Она перевела взгляд на мертвенно бледного жениха и спросила:

— Рон? Ты идёшь?

Она старалась придать своему голосу стойкости, но всё равно ей казалось, что вопрос прозвучал жалобно и даже жалко. Гермиона зажмурилась, чтобы не видеть метания на лице Рона, и, не дождавшись ответа, шагнула в зелёное пламя камина. Она не обернулась.

***

Как только Гермиона вывалилась из камина на ковёр, её едва не стошнило от отвращения всей создавшейся ситуации. Она не могла думать ни о чём, кроме как несправедливости судьбы к ней. Почему на неё свалились все трудности именно сейчас? Как так вышло, что отлаженная, прекрасная жизнь чуть меньше чем за месяц превратилась в катастрофу? И кто виноват в том, что Гермиона всё более и более путалась в своих чувствах и желаниях? Может, она уже начала сходить с ума?
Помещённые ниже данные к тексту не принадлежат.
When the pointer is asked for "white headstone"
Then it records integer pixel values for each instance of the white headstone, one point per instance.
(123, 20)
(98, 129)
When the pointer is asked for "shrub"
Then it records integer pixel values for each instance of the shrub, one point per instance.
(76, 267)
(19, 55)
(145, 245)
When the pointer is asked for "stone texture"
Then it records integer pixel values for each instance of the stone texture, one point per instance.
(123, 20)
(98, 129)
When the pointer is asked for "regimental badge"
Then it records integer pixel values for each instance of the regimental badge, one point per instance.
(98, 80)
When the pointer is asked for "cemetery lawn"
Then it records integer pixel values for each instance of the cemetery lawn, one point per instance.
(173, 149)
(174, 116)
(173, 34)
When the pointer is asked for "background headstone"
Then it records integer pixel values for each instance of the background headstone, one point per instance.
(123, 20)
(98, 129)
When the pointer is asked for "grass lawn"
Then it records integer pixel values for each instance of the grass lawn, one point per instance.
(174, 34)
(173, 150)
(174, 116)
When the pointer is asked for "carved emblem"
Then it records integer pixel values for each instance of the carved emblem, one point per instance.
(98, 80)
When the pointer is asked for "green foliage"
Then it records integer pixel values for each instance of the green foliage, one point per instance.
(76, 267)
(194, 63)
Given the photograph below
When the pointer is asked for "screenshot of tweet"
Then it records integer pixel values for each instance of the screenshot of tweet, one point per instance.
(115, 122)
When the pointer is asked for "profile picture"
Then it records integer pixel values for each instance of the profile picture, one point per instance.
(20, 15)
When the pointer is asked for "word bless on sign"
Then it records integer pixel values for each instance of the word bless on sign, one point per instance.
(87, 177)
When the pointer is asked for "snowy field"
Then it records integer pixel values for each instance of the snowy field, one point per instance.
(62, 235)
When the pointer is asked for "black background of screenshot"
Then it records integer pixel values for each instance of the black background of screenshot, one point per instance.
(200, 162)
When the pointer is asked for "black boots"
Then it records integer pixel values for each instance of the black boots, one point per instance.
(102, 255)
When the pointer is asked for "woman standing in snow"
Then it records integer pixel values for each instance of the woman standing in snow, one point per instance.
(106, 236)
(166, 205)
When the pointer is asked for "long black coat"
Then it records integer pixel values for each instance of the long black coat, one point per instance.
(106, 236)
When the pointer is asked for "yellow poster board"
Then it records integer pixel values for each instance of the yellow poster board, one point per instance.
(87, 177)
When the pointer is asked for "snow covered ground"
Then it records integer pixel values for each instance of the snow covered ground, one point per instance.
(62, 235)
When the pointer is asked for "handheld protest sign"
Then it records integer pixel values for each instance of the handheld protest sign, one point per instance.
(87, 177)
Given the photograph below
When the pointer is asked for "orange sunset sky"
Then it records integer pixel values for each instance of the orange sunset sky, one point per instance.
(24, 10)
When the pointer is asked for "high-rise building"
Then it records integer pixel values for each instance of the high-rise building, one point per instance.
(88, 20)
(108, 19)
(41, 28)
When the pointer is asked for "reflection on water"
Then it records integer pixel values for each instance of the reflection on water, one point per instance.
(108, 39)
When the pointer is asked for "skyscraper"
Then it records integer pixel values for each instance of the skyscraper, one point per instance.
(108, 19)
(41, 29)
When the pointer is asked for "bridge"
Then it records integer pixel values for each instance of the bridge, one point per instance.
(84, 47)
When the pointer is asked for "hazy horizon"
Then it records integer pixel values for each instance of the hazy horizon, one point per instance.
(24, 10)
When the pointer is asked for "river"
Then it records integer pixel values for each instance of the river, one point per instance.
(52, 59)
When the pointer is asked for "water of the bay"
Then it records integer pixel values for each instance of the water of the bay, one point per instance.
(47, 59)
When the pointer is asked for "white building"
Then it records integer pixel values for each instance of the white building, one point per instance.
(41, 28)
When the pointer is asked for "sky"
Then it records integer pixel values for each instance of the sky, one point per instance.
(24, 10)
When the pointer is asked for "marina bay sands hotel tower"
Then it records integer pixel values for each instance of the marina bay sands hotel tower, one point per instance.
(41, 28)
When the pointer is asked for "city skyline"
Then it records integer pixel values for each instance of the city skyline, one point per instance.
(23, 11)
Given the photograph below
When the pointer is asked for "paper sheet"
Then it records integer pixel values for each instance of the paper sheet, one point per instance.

Обхватив себя руками, будто было холодно, она поняла, что не в состоянии даже заплакать. Черт бы побрал весь этот стресс. Ей было невыносимо жаль себя. В пустом, тёмном доме, слушая завывание ветра за окном, который будто плакал вместо неё, Гермиона чувствовала своё невыносимое одиночество. Разве не должны муж и жена быть самыми преданными друг другу людьми? Разве не обязаны они вступаться друг за друга перед нападками общества?

Промчавшись в свой кабинет, она взмахом палочки запечатала дверь и добавила пару звукоподавляющих чар. Меньше всего ей хотелось сейчас слушать Рона, что бы он ни хотел сказать: обвинить или, наоборот, извиниться. Ей не хотелось быть камнем преткновения в большой и дружной семье. Ей не хотелось быть регулярно осуждаемой за глаза и изредка порицаемой публично. И уж точно ей не хотелось слышать каждую субботу якобы скорбные вздохи Молли и её же псевдо тонкие намёки.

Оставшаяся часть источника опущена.